WIP: Fix contractor test ndf
Test NDF Fix
Passing Pipeline
See MR pipeline. Additionally both tests were run locally 50 times in a loop and passed all 50 times.
Original Error Message / Reason for NDF
Below is the original failure messages. This would happen almost 100% locally, but less frequent online.
--- FAIL: TestIntegrationFormContract (2.34s)
host_integration_test.go:218: We already have a contract with host ed25519:de45e8ccac7c01a3393bc82221cd455d1b539fbd176d9e2fbf5d5b5bdd9dafd9
--- FAIL: TestContractPresenceLeak (2.33s)

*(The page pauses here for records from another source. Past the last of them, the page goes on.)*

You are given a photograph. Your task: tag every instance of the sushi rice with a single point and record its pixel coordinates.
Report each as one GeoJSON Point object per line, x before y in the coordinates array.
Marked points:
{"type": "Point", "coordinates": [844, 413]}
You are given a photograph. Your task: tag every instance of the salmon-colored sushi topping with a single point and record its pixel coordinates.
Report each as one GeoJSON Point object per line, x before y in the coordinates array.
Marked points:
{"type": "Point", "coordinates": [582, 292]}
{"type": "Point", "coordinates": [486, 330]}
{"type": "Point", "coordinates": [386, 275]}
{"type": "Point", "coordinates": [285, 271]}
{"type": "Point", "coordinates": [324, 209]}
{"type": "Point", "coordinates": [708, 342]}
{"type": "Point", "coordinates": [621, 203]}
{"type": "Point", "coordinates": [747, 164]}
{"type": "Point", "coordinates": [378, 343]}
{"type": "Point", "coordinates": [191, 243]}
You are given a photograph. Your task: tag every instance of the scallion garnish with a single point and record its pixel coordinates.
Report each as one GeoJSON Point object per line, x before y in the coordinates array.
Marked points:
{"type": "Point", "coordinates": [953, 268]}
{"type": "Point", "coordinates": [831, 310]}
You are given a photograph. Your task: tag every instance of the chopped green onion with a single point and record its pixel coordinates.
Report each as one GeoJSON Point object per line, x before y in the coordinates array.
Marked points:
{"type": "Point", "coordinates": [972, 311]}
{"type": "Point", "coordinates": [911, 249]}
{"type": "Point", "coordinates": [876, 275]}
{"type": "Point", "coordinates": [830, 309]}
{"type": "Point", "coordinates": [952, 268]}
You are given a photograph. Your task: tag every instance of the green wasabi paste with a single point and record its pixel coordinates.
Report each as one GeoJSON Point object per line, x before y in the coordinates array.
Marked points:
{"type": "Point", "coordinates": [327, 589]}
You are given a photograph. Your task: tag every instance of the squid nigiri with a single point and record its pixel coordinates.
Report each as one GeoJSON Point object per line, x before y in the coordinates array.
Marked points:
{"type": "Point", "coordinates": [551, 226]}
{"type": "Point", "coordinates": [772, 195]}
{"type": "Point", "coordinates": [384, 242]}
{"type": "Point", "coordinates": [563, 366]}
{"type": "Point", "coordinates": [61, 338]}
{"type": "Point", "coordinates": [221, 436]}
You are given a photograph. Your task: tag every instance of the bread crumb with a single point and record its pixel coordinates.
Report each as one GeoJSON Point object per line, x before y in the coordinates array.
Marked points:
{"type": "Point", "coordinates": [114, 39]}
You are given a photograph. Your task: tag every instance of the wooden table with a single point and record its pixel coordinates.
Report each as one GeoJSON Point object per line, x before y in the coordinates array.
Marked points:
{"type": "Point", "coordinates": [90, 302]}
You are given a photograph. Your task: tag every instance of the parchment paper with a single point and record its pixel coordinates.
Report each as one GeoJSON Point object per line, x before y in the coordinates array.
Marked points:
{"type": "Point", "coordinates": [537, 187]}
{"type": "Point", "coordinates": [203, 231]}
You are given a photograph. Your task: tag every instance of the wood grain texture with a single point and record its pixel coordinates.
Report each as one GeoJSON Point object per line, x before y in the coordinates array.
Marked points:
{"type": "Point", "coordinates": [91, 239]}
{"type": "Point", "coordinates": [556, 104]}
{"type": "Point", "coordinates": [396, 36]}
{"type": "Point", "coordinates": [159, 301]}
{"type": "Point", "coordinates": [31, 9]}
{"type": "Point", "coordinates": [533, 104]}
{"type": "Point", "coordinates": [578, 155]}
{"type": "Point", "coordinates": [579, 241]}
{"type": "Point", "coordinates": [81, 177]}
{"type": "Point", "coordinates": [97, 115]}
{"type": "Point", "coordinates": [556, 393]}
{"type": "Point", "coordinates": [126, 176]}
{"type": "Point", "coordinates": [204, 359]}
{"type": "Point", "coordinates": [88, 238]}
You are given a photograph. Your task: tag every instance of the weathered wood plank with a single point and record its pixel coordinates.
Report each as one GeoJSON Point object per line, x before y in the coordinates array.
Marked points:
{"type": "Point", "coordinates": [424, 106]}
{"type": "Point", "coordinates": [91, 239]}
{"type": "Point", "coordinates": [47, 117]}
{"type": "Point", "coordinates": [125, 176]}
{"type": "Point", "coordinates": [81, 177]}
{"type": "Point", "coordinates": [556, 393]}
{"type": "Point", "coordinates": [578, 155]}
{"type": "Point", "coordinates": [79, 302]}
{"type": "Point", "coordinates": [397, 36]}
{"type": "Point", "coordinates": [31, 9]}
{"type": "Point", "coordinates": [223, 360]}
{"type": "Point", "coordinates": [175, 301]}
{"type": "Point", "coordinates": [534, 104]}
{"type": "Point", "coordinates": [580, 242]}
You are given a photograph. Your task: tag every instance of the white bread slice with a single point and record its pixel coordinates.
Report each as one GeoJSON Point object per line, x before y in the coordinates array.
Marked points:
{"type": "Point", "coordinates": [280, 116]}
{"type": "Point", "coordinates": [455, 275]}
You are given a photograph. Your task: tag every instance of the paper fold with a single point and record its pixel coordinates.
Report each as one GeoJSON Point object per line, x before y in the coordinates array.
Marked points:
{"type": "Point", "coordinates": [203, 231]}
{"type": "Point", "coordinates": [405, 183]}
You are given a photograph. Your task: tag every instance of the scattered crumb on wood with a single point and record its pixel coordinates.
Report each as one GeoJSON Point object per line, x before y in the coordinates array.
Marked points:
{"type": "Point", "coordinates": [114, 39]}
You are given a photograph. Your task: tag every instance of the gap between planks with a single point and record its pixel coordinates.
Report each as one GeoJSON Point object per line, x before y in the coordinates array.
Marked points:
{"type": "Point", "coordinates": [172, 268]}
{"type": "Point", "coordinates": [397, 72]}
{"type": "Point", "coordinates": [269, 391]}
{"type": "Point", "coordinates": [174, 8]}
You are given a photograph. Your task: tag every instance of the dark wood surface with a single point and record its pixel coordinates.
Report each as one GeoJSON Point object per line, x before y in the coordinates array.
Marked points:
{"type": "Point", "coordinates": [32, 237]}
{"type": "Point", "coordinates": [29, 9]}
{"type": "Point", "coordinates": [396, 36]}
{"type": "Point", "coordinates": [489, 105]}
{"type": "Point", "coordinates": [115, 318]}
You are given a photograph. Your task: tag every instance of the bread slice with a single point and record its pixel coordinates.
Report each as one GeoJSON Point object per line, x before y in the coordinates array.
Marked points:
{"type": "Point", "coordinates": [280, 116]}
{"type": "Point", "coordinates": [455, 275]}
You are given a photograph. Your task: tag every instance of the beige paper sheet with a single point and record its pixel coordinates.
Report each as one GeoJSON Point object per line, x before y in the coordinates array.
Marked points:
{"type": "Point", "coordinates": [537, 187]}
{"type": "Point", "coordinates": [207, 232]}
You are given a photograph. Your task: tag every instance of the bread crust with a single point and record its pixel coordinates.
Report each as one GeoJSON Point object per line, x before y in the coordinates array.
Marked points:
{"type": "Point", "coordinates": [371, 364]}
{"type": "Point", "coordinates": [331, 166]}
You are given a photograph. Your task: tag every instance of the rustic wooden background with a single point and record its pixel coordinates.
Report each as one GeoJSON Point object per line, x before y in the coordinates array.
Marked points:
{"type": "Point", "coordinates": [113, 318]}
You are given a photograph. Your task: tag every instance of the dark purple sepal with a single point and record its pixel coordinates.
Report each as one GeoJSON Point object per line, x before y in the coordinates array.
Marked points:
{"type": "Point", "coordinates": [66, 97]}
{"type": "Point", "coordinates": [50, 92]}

host_integration_test.go:684: We already have a contract with host ed25519:8ee294ede325fc7472c2cf334bf9b8874d5ecff5f053ad604bbd8f025715c5eb
Description of Solution
Through testing I found that adding a sleep at the beginning of the test eliminated the error. This aligns with why the NDF is more present locally than online. Further investigation identified that the reason for the NDF and the reason the sleep helped was due to the background execution of threadedContractMaintenance
. Both these tests manually call managedNewContract
which is also called by threadedContractMaintenance
. Online and with the sleep, threadedContractMaintenance
runs twice before the allowance for the contractor
is set which means it doesn't try and form contracts. Locally the test executes fast enough that the contractor
allowance is set before the 2nd trigger of threadedContractMaintenance
which causes conflicts between the two calls of managedNewContract
.
managedNewContract
did not hold the contractor
lock throughout the duration of the method, instead it acquired and released the lock multiple times. This allowed for the two calls of managedNewContract
to conflict with each other and try and form a contract with the same host at the same time. Updating managedNewContract
to acquire the lock at the beginning and then release it with a defer
statement resolved this conflict and the NDF.